The metadata block is written as the YAML 1.2 serialisation of the MappingSet object, except that the mappings slot is not included (since it contains the mappings, that are serialised in the mappings block instead).

The metadata block MUST appear at the beginning of the file. Every line of the block MUST be preceded by a # character; the # character MAY be followed by one or several space characters (U+0020) before the YAML content – if so, every line MUST have the same number of space characters.

The metadata block ends with the first line that does not begin with a # character, which marks the beginning of the mappings block.

The metadata block SHOULD only contain the slots that do have a value. SSSOM/TSV writers SHOULD skip slots with no value when serialising the mapping set object.

Multi-valued slots with a single value

As an exception to the standard YAML rules regarding the serialisation of sequences, a multi-valued slot that happens to contain a single value MAY be serialised as a scalar value rather than as sequence containing only one item.

For example, a creator_id slot with the single value ORCID:1111-2222-3333-4444 MAY be serialised as

creator_id: "ORCID:1111-2222-3333-4444"

This is, strictly speaking, invalid according the YAML specification; the correct serialisation would be either

creator_id: [ "ORCID:1111-2222-3333-4444" ]

or

creator_id:
  - "ORCID:1111-2222-3333-4444"

but the scalar form is frequently found in existing SSSOM/TSV files, so SSSOM/TSV parsers SHOULD accept it. SSSOM/TSV writers SHOULD favour one of the correct YAML serialisations, however.

Forbidden YAML features

The following features of the YAML 1.2 specification MUST NOT be used within the metadata block:

SSSOM/TSV writers MUST NOT generate any of those when writing the metadata block. The expected behaviour of SSSOM/TSV parsers upon encountering them is unspecified.

Mappings block

The mappings block contains the mappings, serialised as a matrix where each line represents an individual mapping and each column (separated by tab characters, U+0009) represents one of the slots of the Mapping class.

The mappings block MUST follow immediately the metadata block within a SSSOM/TSV file. It starts with a header line containing the column names, which are the names of the slots in the Mapping class.

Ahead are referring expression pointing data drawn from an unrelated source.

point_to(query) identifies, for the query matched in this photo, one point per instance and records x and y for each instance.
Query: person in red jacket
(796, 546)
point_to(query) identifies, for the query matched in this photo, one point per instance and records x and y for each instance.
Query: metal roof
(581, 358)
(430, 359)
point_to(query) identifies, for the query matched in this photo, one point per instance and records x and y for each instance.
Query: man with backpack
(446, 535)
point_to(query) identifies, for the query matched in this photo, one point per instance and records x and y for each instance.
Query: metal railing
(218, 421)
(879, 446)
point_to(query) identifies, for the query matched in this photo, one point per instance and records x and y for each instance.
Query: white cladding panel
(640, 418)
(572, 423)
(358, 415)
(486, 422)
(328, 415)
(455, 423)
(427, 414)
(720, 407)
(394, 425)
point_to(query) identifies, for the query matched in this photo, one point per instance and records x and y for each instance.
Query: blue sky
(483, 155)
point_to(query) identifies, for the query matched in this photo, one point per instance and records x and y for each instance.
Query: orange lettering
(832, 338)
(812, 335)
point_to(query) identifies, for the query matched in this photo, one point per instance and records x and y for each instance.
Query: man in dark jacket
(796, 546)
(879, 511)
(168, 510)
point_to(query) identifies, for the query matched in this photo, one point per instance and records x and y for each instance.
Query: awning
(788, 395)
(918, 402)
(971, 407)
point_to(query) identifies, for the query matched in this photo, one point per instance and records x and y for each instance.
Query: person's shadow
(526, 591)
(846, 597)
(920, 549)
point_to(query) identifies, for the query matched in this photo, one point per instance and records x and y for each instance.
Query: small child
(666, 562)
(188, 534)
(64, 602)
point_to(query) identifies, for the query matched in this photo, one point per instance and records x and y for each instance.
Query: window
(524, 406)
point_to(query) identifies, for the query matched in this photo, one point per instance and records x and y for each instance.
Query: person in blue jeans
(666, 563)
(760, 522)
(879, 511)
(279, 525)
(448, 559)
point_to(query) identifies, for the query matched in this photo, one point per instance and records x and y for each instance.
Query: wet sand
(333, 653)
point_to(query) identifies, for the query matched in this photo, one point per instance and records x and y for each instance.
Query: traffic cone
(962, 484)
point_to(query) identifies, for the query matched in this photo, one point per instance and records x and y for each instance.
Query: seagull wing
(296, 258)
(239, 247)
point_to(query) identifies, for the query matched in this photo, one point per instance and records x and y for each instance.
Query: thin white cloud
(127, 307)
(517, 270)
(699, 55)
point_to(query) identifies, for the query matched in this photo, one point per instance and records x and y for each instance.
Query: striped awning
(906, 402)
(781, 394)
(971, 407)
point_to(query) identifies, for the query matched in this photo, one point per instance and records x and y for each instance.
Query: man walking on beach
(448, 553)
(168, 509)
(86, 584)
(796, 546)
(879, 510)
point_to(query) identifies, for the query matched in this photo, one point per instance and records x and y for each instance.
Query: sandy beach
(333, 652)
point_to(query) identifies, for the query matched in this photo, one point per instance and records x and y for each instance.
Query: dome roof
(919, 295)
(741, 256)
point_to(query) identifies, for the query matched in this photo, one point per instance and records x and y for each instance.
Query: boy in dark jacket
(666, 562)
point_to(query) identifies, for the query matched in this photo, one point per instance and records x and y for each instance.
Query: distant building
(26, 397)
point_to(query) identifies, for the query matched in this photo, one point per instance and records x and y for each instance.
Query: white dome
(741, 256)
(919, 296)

There SHOULD be no empty columns. If none of the mappings in a set has a value for a given slot, that slot SHOULD be skipped when writing the header line and the individual mappings.

Multi-valued slots MUST be serialised as a list of values separated by | characters.

Quoting

Within the mappings block, the following quoting rules, adapted from RFC 4180, apply:

  1. Any value MAY be enclosed in double quotes (").
  2. Values containing line breaks, double quotes, or tabs (U+0009) MUST be enclosed in double quotes.
  3. When a value is enclosed in double quotes, a double quote appearing within the value MUST be escaped by preceding it with another double quote.

SSSOM/TSV parsers MUST strip any enclosing double quotes and escaping double quotes before passing the parsed objects to the application code.

External metadata mode

The metadata block MAY be stored in a separate file from the TSV section, instead of preceding it in the same file as described above. This is called the external metadata mode (by contrast, when the two blocks are in the same file, this is called the embedded metadata mode).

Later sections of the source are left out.